Since only Robinson Crusoe had the luxury of getting everything done by Friday, the rest of us have to come up with other strategies to get all of the things done necessary to properly serve our customers. To help with this in our own data center, we’ve have a pseudo-tradition called Infrastructure Friday. This is not to be confused with Redneck Tuesday:
On Infrastructure Fridays, members of the data center team who normally don’t work out on the floor put down email, IM and PDAs, roll up their sleeves, and step into the data center to help get some of the “real” work done. To keep IT running smoothly, we sooner or later have to stop talking about it and actually go and do something about it. That “something” we do includes taking care of ongoing operational details and implementing new functionality that maintain or improve reliability.
Like many other things, excellent performance in the data center is all about execution and details.
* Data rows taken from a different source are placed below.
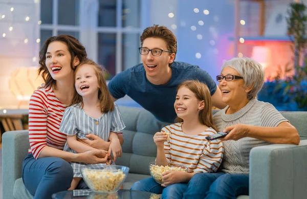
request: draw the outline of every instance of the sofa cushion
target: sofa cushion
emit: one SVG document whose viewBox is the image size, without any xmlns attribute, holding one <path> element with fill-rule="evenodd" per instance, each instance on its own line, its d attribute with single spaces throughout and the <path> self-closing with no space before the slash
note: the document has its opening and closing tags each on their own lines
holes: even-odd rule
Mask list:
<svg viewBox="0 0 307 199">
<path fill-rule="evenodd" d="M 129 173 L 124 183 L 124 189 L 130 189 L 132 185 L 136 182 L 148 178 L 151 178 L 151 176 L 141 174 Z"/>
<path fill-rule="evenodd" d="M 156 132 L 169 124 L 158 120 L 148 111 L 135 107 L 119 106 L 126 128 L 123 154 L 116 164 L 130 168 L 130 173 L 150 175 L 149 163 L 155 161 L 157 146 Z"/>
<path fill-rule="evenodd" d="M 16 199 L 33 199 L 33 196 L 26 188 L 23 179 L 21 178 L 15 181 L 13 195 Z"/>
</svg>

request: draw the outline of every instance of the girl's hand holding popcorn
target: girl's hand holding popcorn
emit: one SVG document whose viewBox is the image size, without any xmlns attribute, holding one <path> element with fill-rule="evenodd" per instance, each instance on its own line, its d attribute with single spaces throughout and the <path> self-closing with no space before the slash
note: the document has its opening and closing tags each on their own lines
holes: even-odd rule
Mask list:
<svg viewBox="0 0 307 199">
<path fill-rule="evenodd" d="M 163 132 L 157 132 L 154 136 L 154 141 L 158 148 L 164 148 L 167 136 Z"/>
<path fill-rule="evenodd" d="M 118 138 L 113 139 L 111 141 L 108 151 L 109 156 L 111 155 L 111 152 L 113 154 L 114 162 L 116 161 L 117 157 L 121 157 L 122 149 Z"/>
<path fill-rule="evenodd" d="M 163 184 L 162 187 L 167 187 L 173 184 L 180 183 L 185 182 L 186 180 L 186 174 L 185 172 L 167 171 L 162 173 Z"/>
</svg>

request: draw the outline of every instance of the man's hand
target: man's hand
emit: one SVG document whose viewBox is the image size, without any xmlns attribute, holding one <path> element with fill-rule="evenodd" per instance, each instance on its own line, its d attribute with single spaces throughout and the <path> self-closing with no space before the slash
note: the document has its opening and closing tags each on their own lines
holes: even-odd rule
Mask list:
<svg viewBox="0 0 307 199">
<path fill-rule="evenodd" d="M 109 156 L 111 155 L 111 152 L 113 154 L 114 162 L 116 161 L 117 157 L 121 157 L 122 150 L 118 138 L 112 139 L 108 151 Z"/>
<path fill-rule="evenodd" d="M 162 187 L 167 187 L 173 184 L 180 183 L 185 182 L 186 174 L 188 173 L 181 171 L 168 171 L 162 173 L 163 184 Z"/>
<path fill-rule="evenodd" d="M 90 139 L 78 139 L 78 141 L 98 149 L 108 150 L 111 143 L 110 142 L 106 142 L 98 136 L 92 134 L 87 134 L 85 137 L 87 138 L 91 138 L 93 140 Z"/>
<path fill-rule="evenodd" d="M 227 132 L 230 131 L 229 133 L 223 138 L 218 139 L 222 141 L 233 140 L 238 140 L 241 138 L 248 137 L 249 125 L 246 124 L 237 124 L 232 126 L 228 126 L 223 131 Z"/>
<path fill-rule="evenodd" d="M 166 136 L 163 132 L 157 132 L 154 136 L 154 141 L 158 148 L 164 148 L 164 142 L 166 142 Z"/>
</svg>

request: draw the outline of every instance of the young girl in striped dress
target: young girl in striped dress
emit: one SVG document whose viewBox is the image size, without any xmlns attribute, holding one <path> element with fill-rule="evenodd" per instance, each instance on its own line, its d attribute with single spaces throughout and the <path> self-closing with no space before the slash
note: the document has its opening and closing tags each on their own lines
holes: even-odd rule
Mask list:
<svg viewBox="0 0 307 199">
<path fill-rule="evenodd" d="M 163 166 L 184 166 L 188 172 L 164 172 L 161 186 L 149 178 L 135 183 L 132 190 L 162 193 L 162 198 L 180 198 L 193 175 L 214 172 L 218 168 L 224 154 L 222 142 L 205 139 L 217 130 L 207 85 L 194 80 L 181 83 L 174 107 L 178 123 L 164 127 L 154 136 L 157 147 L 156 162 Z"/>
<path fill-rule="evenodd" d="M 73 101 L 65 109 L 59 128 L 67 135 L 64 150 L 80 153 L 100 150 L 80 141 L 87 139 L 86 135 L 92 133 L 105 141 L 111 141 L 108 151 L 104 151 L 105 156 L 109 156 L 112 152 L 114 157 L 121 156 L 117 134 L 122 136 L 121 131 L 125 126 L 118 107 L 108 92 L 102 68 L 90 59 L 80 63 L 75 71 L 75 87 Z M 114 164 L 111 160 L 108 162 Z M 81 165 L 86 164 L 71 164 L 74 178 L 69 190 L 73 190 L 82 179 Z M 95 165 L 99 168 L 100 165 Z"/>
</svg>

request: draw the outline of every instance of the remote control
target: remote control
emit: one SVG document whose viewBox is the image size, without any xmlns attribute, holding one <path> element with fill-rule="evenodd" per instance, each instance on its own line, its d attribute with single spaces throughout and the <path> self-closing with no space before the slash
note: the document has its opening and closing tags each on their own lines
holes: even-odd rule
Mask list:
<svg viewBox="0 0 307 199">
<path fill-rule="evenodd" d="M 224 138 L 228 134 L 230 131 L 228 131 L 226 132 L 218 132 L 216 134 L 213 135 L 211 136 L 207 136 L 205 138 L 208 140 L 213 140 L 218 138 Z"/>
</svg>

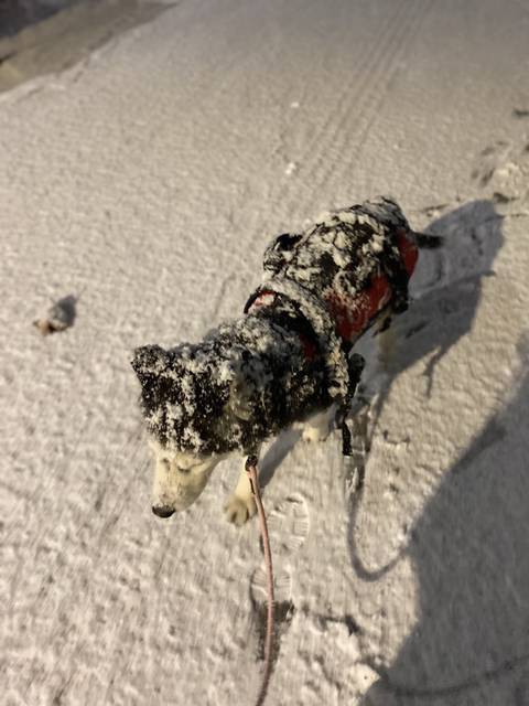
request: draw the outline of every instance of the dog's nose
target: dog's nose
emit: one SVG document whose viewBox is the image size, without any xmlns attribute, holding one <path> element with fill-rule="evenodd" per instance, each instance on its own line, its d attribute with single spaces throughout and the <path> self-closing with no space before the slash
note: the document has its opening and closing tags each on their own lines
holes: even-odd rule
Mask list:
<svg viewBox="0 0 529 706">
<path fill-rule="evenodd" d="M 169 505 L 153 505 L 152 512 L 159 517 L 171 517 L 174 514 L 174 510 Z"/>
</svg>

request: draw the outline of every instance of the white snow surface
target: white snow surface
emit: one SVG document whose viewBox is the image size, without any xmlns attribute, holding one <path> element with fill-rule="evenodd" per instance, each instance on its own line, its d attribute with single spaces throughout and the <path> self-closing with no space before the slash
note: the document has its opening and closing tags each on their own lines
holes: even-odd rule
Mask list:
<svg viewBox="0 0 529 706">
<path fill-rule="evenodd" d="M 154 517 L 129 361 L 238 315 L 270 237 L 378 193 L 446 245 L 364 346 L 359 502 L 338 432 L 264 458 L 292 605 L 267 704 L 528 703 L 526 113 L 525 0 L 182 0 L 0 97 L 2 704 L 255 702 L 238 463 Z"/>
</svg>

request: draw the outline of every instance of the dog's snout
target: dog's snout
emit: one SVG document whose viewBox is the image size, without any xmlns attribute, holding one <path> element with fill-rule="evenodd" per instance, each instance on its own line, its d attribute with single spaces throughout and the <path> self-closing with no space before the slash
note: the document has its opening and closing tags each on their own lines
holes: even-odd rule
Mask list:
<svg viewBox="0 0 529 706">
<path fill-rule="evenodd" d="M 158 517 L 171 517 L 174 514 L 174 510 L 169 505 L 153 505 L 152 512 L 158 515 Z"/>
</svg>

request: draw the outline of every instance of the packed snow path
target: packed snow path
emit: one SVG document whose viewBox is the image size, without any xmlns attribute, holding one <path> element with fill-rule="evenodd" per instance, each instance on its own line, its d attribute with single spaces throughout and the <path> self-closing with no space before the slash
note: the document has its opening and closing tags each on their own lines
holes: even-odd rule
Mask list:
<svg viewBox="0 0 529 706">
<path fill-rule="evenodd" d="M 378 193 L 446 247 L 371 357 L 355 468 L 337 434 L 264 458 L 268 704 L 527 703 L 528 46 L 523 0 L 183 0 L 0 96 L 2 703 L 252 703 L 238 463 L 154 517 L 129 361 L 238 315 L 271 236 Z"/>
</svg>

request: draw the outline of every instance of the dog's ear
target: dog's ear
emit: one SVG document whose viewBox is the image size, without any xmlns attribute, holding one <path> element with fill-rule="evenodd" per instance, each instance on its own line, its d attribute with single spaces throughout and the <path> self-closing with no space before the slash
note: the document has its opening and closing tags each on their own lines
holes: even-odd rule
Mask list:
<svg viewBox="0 0 529 706">
<path fill-rule="evenodd" d="M 169 355 L 159 345 L 142 345 L 136 349 L 134 357 L 130 362 L 142 387 L 165 371 L 168 363 Z"/>
</svg>

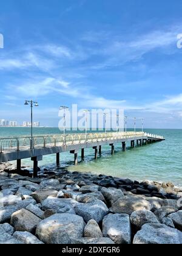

Focus on the details and the big picture will take care of itself, or as Mel Gibson advised his young son in The Patriot, “Aim small, miss small.” What sort of details are we talking about on Infrastructure Friday?
- Not just performing rack inspections, but actually correcting any problems found.
- Not just noting network latency issues, but getting the right people involved to isolate and resolve them.
- Not just checking that critical monitoring systems in the NOC are healthy, but verifying they are actually working by simulating failures.
- Not just verifying that operational documentation is current and complete, but actually updating it if it’s not.
- Not just checking parts inventories (patch cables, cable management supplies, etc), but placing the orders to replenish supplies.
- Not just validating that data center standards are being followed (equipment mounted for proper air flow, floor tile placement, etc) , but actually correcting violations.
- Not just noting that wire management is shoddy, but actually making it better.
- Not just complaining that critical patch cables aren’t labeled, but actually getting out the label machine and doing the labeling.
- Not just finding hot spots in the electrical system, but scheduling the downtime required to avert a future disaster.
Hopefully the theme is obvious. On Infrastructure Friday, the goal isn’t to grouse about problems, it’s to fix them.
On a happier note, what sort of cool new functionality might we install on Infrastructure Fridays to improve reliability? That’s a shorter list probably not worthy of a set of bullets, but it typically involves installing new or upgraded monitoring capabilities in the NOC, adding additional monitoring instrumentation out on the floor, improving the quality and types of information on the master dashboards, and continuing to implement automated processes to lessen the chance of unplanned downtime. But again the theme is the same: take action.
In the day-to-day blur of activity required to keep a live data center running, the Oughta List of things (we ought to do this, we ought to do that) that would improve reliability grows week by week, but never seem to get done because of the tryanny of the urgent. We find ourselves officially declared Too Busy to work on the Oughta List and before we know it, an outage occurs and the Oughta List suddenly becomes an embarrassing Shoulda List.
Infrastructure Friday is designed to overcome Oughta List inertia. With a “try me” cost of zero, it has pretty good ROI.